L’auteur évoque, par exemple, cette nouvelle approche très répandue chez les restaurateurs : s’inspirer de la cuisine de leur propre grand-mère et la mettre en scène comme gage d’authenticité. La sincérité de chacun des chefs n’est pas en cause, mais la somme des attitudes individuelles et leur répétition – à travers les réseaux sociaux notamment – finit par transformer l’authenticité d’une démarche personnelle en un acte qui peut apparaître inauthentique que l’auteur appelle le ” point mamie “.

Idem pour les bistrots plus vrais que nature. Nés en réaction aux effets de la mondialisation, à l’uniformisation et la dépersonnalisation des ” non-lieux “, il finissent, par leur prolifération, par devenir des lieux uniques… reproduits presque à l’identique à Amsterdam, Bruxelles, Paris, Tel-Aviv ou Tokyo.

C’est comme si une autre mondialisation se superposait à celle que l’on connaît. A l’uniformisation descendante produite par les franchises internationales qui standardisent tous les centres-villes à coup de McDonald’s, Gap ou Gucci répond une uniformisation ascendante, somme de toutes les démarches individuelles, chacune se revendiquant unique. C’est ainsi que nous avons pu dire, dans une précédente chronique, que ce n’était pas Instagram qui imitait le monde mais le monde qui imitait Instagram, ouvrant le champ à une uniformisation des expériences uniques.

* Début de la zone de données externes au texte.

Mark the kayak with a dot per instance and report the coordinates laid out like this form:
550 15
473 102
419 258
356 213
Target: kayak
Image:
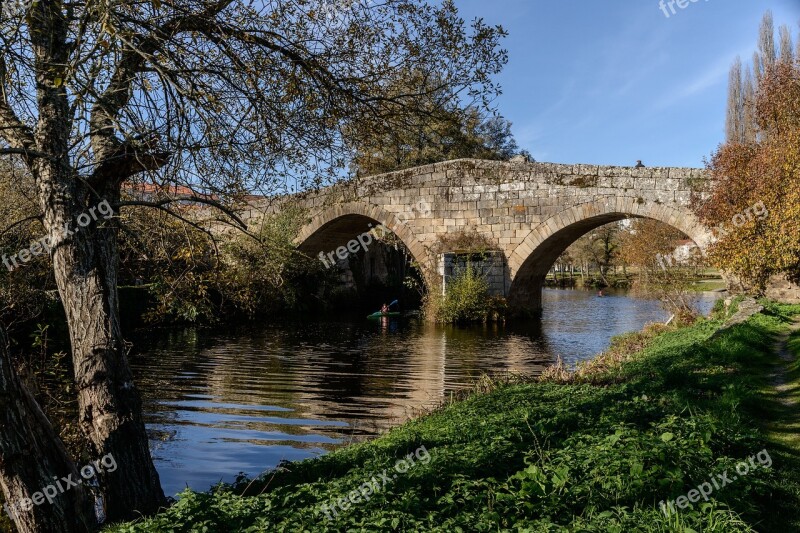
382 315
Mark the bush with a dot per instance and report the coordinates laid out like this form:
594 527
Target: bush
467 300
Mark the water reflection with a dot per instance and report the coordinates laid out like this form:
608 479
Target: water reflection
241 401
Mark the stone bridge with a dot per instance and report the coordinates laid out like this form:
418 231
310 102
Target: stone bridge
531 212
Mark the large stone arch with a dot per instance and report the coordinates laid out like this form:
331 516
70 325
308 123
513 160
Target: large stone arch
532 258
337 225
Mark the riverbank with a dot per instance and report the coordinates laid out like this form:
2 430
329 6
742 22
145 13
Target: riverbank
663 414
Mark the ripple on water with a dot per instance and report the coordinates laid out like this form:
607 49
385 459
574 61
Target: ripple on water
217 404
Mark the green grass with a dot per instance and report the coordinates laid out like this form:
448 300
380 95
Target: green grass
549 457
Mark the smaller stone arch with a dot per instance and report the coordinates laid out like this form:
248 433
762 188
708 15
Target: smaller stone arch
344 222
532 258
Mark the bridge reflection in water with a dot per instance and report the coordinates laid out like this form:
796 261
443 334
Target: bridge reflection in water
222 403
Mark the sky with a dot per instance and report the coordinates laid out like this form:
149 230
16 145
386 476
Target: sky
615 81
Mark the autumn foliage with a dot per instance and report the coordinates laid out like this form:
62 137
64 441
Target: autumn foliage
768 171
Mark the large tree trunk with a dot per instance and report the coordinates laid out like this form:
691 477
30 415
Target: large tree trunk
110 408
34 463
85 266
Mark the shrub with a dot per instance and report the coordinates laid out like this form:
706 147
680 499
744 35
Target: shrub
466 300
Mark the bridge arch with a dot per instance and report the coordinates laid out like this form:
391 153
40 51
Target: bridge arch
531 260
339 224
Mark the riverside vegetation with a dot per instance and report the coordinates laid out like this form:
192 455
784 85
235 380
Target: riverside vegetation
590 450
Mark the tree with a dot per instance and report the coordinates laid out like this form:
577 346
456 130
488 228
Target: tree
754 205
741 123
649 246
447 130
734 125
598 247
220 96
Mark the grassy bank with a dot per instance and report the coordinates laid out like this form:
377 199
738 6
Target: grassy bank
660 414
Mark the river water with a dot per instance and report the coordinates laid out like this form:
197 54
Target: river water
220 403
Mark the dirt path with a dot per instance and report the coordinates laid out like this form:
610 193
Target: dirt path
779 376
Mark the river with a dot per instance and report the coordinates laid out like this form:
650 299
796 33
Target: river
242 400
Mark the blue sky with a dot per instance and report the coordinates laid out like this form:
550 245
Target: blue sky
615 81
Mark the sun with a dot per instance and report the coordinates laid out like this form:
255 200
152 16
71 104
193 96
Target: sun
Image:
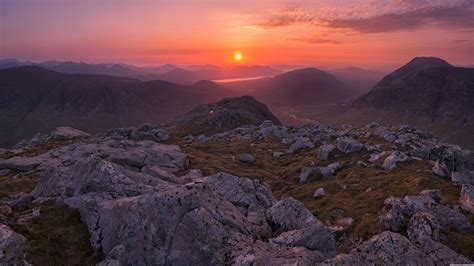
238 56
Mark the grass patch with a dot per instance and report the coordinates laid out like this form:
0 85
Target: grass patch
58 237
355 191
16 183
38 149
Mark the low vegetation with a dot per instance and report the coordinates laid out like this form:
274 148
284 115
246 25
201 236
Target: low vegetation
355 191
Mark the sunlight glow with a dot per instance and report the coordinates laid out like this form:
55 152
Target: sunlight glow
238 56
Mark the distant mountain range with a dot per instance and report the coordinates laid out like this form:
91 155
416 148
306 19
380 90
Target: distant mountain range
167 72
426 92
33 99
309 86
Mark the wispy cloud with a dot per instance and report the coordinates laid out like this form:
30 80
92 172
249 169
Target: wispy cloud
287 16
318 41
380 16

Un syndrome tout à fait perceptible avec Airbnb. Au départ, il s’agit de la promesse d’une expérience dans l’intimité d’un appartement original, en réaction à l’uniformité des chambres d’hôtels. Or, la plateforme propose aujourd’hui des appartements presque aussi formatés que des chambres d’hôtel à l’esthétique… instagrammable.

Bref, à l’ère des réseaux sociaux l’authenticité n’est plus ce qu’elle était. C’est notre destin postmoderne. Pour autant, Jean-Laurent Cassely nous prédit, dans l’épilogue savoureux, une année 2049 authentique.